The implications run through the entire annotation workflow: platform selection, annotator credentialing, QA protocols, adjudication sign-off, version control, and data retention. Teams that start building these records after the annotation project is complete — when FDA review is approaching — almost always end up with incomplete provenance that fails the inspection standard. The correct approach is to instrument the annotation workflow for Part 11 compliance before the first label is created.

Why Part 11 Applies to Annotation Data — and Where Teams Get Confused

The confusion arises from a category error: teams treat Part 11 as a software validation standard (it is partly that) and miss its record integrity dimension. The rule has two operative parts. Subpart B sets technical requirements for electronic records: audit trails, system access controls, operational system checks, and authority checks. Subpart C sets standards for electronic signatures: unique identifying components, the link between signature and record, and user authentication protocols.
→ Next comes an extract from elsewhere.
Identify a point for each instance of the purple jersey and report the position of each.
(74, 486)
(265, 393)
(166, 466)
For annotation workflows, the records in scope are the annotated dataset itself plus all records that document how that dataset was produced. This includes: per-annotation event logs showing who created or modified each label and when; quality review records showing which annotations were reviewed, by whom, and with what outcome; adjudication records where multiple annotators disagreed; annotator credential and training records; gold standard validation results; and the annotation guidelines version that was in force at each stage of the project.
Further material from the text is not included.